I thought my phone (Galaxy S4) was slowing down since it was upgraded to lollipop..
Kitkat was faster than lollipop for some reason on my phone.
Sunday I decided to reset my phone and I expected to be back on kitkat, to my suprise it went back to lollipop.
Ok I've reinstalled my apps and all back and running.
When I make a phone call it just drops now and then, signal is good 3-4 bars.
I've tried clearing the cash of the "Phone" apps and stopped the 3 "Phone" apps and restarted my phone, after that all things fine yesterday. Today it started dropping calls again..

This is really annoying!
Anyone had this problem before and know how to fix it permanently?


----------



## P4-630 (Sep 13, 2016)

Ok I did another reset, hope it will not drop any calls anymore.

BTW I reinstalled the steam mobile app, and it needed a code from the mobile app to login...
Luckily I could choose to send an sms with code to my number, this was doable since I didn't change number.
Phewww Solved that as well....


----------



## P4-630 (Sep 13, 2016)

Ok after the second reset, still had call drops, I've changed network mode to WCDMA/GSM (auto connect) and all is fine now.
If I want to use mobile internet on my phone (which I rarely use anyway) then I have to set it to LTE/WCDMA/GSM (auto connect) temporarily.

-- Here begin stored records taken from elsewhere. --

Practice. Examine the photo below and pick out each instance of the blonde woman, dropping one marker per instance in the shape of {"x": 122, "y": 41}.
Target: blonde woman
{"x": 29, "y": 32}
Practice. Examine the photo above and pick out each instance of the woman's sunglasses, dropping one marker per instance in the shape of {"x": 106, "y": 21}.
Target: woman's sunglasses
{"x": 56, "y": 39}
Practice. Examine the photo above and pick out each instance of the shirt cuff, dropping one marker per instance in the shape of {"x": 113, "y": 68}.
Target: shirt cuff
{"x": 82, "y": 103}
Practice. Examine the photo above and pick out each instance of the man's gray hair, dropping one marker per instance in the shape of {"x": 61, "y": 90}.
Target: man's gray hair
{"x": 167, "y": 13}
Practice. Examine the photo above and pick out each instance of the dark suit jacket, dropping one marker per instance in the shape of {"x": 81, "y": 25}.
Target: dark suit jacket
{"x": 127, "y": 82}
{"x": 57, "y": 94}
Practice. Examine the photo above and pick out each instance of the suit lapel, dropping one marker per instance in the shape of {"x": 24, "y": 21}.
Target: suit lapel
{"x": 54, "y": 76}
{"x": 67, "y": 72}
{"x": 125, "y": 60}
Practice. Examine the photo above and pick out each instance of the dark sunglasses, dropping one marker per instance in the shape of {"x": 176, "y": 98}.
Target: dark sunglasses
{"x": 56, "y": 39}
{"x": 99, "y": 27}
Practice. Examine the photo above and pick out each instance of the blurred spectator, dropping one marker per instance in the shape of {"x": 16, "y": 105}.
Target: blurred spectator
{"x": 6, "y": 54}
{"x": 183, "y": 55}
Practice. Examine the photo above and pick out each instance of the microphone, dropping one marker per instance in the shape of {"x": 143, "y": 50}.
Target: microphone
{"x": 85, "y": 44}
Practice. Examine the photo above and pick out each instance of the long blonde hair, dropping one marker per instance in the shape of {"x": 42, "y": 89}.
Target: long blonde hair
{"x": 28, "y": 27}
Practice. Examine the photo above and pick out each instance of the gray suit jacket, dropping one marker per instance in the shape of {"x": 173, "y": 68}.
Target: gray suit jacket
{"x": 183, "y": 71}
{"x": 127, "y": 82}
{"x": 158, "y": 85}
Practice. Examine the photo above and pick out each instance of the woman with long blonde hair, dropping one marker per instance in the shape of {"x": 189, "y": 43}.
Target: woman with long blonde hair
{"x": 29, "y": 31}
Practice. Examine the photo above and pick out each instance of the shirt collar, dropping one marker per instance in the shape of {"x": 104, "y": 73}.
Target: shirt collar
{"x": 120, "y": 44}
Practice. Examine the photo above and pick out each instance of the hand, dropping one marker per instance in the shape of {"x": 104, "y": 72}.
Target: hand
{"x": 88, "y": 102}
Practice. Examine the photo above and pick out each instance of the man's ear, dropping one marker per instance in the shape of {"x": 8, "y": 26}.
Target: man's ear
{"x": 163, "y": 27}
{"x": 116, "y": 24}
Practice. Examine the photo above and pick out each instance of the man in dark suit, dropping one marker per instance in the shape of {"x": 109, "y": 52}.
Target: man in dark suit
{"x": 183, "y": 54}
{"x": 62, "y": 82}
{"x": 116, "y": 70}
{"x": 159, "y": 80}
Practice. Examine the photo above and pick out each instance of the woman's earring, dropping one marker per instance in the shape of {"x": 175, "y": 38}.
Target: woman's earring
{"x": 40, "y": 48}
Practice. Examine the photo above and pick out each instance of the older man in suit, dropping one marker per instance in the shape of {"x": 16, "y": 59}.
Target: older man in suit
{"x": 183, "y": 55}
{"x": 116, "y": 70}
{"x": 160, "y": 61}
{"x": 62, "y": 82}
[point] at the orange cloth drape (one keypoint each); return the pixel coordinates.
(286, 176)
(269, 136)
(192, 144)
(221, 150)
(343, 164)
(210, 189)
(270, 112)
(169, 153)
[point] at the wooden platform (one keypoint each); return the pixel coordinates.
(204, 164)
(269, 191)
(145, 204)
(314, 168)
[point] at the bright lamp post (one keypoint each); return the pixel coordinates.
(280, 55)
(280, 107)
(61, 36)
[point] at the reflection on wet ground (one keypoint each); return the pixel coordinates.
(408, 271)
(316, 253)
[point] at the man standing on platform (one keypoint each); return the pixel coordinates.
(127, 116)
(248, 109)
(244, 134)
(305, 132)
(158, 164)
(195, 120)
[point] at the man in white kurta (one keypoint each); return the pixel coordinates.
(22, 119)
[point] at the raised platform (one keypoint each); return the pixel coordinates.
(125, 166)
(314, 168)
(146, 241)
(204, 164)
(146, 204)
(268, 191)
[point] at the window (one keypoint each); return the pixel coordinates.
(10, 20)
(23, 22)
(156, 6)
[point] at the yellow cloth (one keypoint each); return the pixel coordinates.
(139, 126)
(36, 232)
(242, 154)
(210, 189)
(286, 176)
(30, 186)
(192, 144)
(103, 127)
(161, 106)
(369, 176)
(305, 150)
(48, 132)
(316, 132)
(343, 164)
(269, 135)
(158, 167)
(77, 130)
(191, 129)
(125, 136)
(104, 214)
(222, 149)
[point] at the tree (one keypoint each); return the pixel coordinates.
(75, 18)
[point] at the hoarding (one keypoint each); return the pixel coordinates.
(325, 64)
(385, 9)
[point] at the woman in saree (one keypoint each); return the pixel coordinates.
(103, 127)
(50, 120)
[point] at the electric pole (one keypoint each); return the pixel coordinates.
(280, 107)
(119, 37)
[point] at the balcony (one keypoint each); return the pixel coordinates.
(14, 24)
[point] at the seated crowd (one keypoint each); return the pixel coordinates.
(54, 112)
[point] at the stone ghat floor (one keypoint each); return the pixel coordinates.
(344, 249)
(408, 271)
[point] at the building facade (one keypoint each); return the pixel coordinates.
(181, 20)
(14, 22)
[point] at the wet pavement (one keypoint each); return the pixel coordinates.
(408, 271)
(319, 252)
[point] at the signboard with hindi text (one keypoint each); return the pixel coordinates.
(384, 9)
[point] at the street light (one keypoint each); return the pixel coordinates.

I thought a reset would bring back kitkat, but it doesn't do that, it stays at lollipop....

At least it doesn't drop a call anymore till sofar...


----------



## biffzinker (Sep 13, 2016)

The system partition has been upgraded from 4.4.x to 5.1. If you wanted to go back you would need to grab odin, a copy of your the firmware image that's version 4.4.x, and Samsung USB drivers.


----------



## P4-630 (Sep 13, 2016)

biffzinker said:


> The system partition has been upgraded from 4.4.x to 5.1. If you wanted to go back you would need to grab odin, a copy of your the firmware image that's version 4.4.x, and Samsung USB drivers.



Thanks for the info

I guess I leave it as is now.
It's working and no more call drops, thats most important now.

Have removed apps that I don't use anymore.


----------



## eidairaman1 (Sep 13, 2016)

What GS4 version do you have? If it is ATT you can't drop back to KitKat as they and verizon are notorious for locking boot loaders down to prevent users from putting old android versions in or using custom roms. I just downgraded my GS5 SM-G900T from marshmallow to kitkat because Tmobile was going to force a update that would lock down the bootloader then.


----------



## lorraine walsh (Sep 19, 2016)

My Galaxy S4 mini has exactly the same issue. The signal bar shows 3-4 bars but when calling, it just can not connect. No dialing beep, nothing and then back to the home screen. I have factory reset it but to no avail.


----------